Imagine what would happen in organisations around the world if every single person showed leadership within his/her area of responsibility.
And leadership is not simply something we do at work. In this book, I talked about leadership being something we do at home, it’s something we do in our community. What would happen if every one of us in our communities showed leadership and started taking responsibility for results? Suddenly, you’re making a difference.
It reminds me of what Mother Teresa said: “If everyone would only sweep their own doorstep, the whole world would be clean.”
And we also need to hold others accountable for what they do and don’t do. Is that somewhat in line with your way of thinking?
Very much so. The “lead without a title” message really begins with personal responsibility.
Blaming others is excusing ourselves. There’s an importance to keeping your promises and ensuring that you’re walking your talk.
That may seem like common sense, yet how many leaders today – at all levels – actually are impeccable with their promises? How many people are so into their integrity that they would never say anything that they weren’t prepared to do?
The foundation of business is relationships, and the foundation of any relationship is trust. If you don’t keep your promises, you lose trust.
Imagine an organisation where the culture is such that people commonly don’t keep their promises. That is a low-trust culture, so the team isn’t very strong and the results therefore aren’t very strong either.
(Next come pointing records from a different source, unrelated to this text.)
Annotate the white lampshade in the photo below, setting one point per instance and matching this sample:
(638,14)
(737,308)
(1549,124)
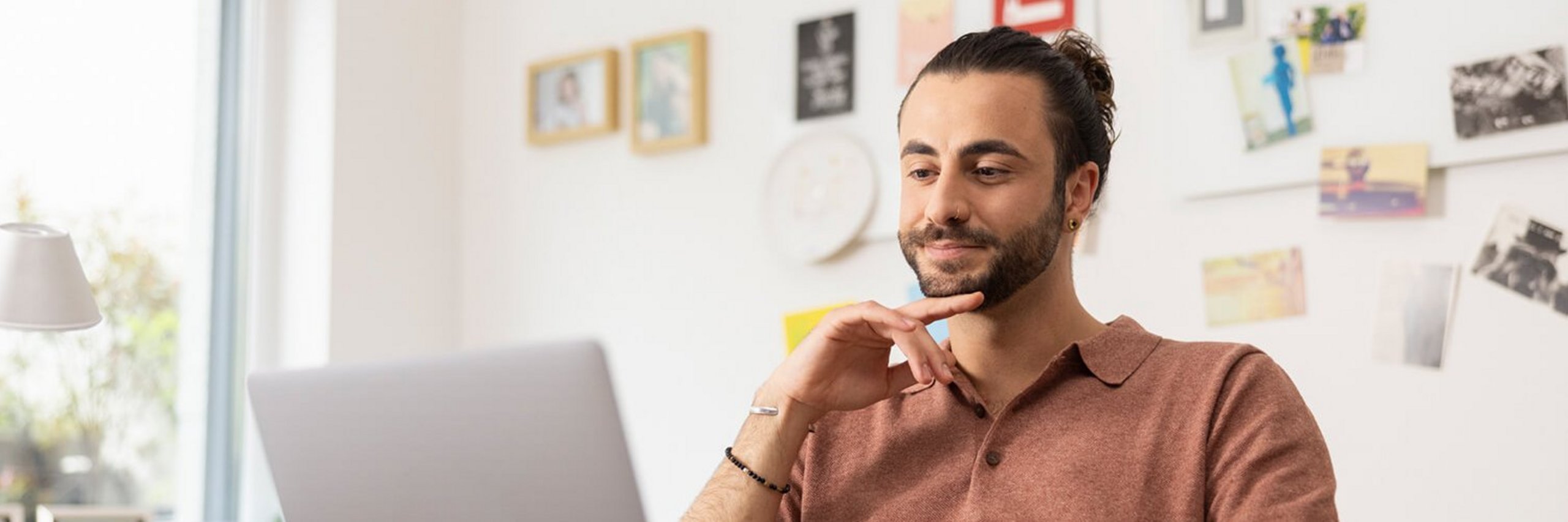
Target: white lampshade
(41,281)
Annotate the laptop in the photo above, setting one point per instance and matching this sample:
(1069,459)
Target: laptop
(526,433)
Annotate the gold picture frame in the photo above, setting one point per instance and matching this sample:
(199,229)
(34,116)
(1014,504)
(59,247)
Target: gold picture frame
(573,98)
(668,91)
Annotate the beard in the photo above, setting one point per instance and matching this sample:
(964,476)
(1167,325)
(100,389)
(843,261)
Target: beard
(1017,261)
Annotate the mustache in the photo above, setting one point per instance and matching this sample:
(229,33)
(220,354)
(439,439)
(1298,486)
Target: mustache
(962,234)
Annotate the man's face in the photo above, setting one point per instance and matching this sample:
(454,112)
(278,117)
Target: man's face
(981,211)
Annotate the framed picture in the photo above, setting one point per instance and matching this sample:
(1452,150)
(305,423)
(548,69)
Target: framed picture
(573,98)
(670,91)
(825,66)
(1220,23)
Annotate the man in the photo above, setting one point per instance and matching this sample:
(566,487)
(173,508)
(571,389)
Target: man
(1035,411)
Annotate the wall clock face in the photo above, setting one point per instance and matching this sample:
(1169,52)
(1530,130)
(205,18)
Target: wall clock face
(819,196)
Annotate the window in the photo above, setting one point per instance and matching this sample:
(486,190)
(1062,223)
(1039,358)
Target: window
(105,130)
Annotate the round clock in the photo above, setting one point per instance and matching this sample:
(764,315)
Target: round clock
(819,196)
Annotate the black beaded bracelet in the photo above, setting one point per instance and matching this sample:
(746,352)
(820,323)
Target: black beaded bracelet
(764,482)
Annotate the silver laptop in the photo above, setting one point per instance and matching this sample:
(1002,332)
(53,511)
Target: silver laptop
(508,434)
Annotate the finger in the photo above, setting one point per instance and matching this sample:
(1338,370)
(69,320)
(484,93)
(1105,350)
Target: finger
(935,309)
(880,319)
(924,353)
(899,378)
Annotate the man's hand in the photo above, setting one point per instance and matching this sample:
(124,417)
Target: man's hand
(843,364)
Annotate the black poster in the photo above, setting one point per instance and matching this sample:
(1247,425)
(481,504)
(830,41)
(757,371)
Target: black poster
(825,68)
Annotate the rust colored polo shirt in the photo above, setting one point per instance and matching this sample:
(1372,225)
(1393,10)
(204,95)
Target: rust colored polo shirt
(1121,427)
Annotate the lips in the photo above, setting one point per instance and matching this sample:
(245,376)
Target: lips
(951,250)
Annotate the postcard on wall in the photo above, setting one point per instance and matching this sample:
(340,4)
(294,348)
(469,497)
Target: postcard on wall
(924,29)
(1374,181)
(825,66)
(797,325)
(670,91)
(1526,256)
(1253,288)
(1270,93)
(1509,93)
(573,98)
(1329,38)
(1413,314)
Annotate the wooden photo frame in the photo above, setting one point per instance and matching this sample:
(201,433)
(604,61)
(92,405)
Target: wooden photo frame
(668,91)
(1222,23)
(573,98)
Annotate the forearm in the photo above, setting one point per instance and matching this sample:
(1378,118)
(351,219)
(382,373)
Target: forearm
(769,446)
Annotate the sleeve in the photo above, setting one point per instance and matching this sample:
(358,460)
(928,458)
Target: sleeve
(789,509)
(1267,458)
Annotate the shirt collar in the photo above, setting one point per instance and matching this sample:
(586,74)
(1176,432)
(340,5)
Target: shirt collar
(1112,355)
(1117,352)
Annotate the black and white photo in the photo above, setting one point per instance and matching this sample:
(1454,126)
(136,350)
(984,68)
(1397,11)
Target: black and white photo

So how did the actual transition come about from being a lawyer and actually deciding to sit down and write the best-selling book, The Monk Who Sold His Ferrari?
It was a gradual process; it wasn’t one revolutionary movement where I left Law and wrote the book.
It started off with my realising I was successful on the outside, but very empty on the inside.
So I pulled back from being a lawyer and I went through a period of time where I did much soul-searching.
I began reading many great autobiographies. I started studying the great leaders, I started interviewing elders, I started reading books on leadership, on psychology, on relationships, on success and achievement. I began implementing the ideas and I came up with a system that created some great changes in my life: not only in the way that I worked, but in the way that I thought, in the way that I interacted with people.
Given my own personal translation, I thought perhaps I should write a book that shares the system with other people. So I self-published The Monk Who Sold His Ferrari. My father helped me sell it out of the back of his car.
My first seminar was attended by only 23 people – 21 of whom were my own family members!
So it was not a catch-fire success?
I started from a very, very humble beginning, roughly 500 books in my apartment. But I had a dream, and one of the things that leaders do so well is that they dream. When the world around them laughs at their dreams, they have the courage of their convictions to continue to pursue their dreams until eventually they become reality.
When people started reading The Monk Who Sold His Ferrari, it resonated with them and they would tell other people about it and it became a word-of-mouth phenomenon.
It started off with those 500 copies in my apartment and it’s now sold over three million copies.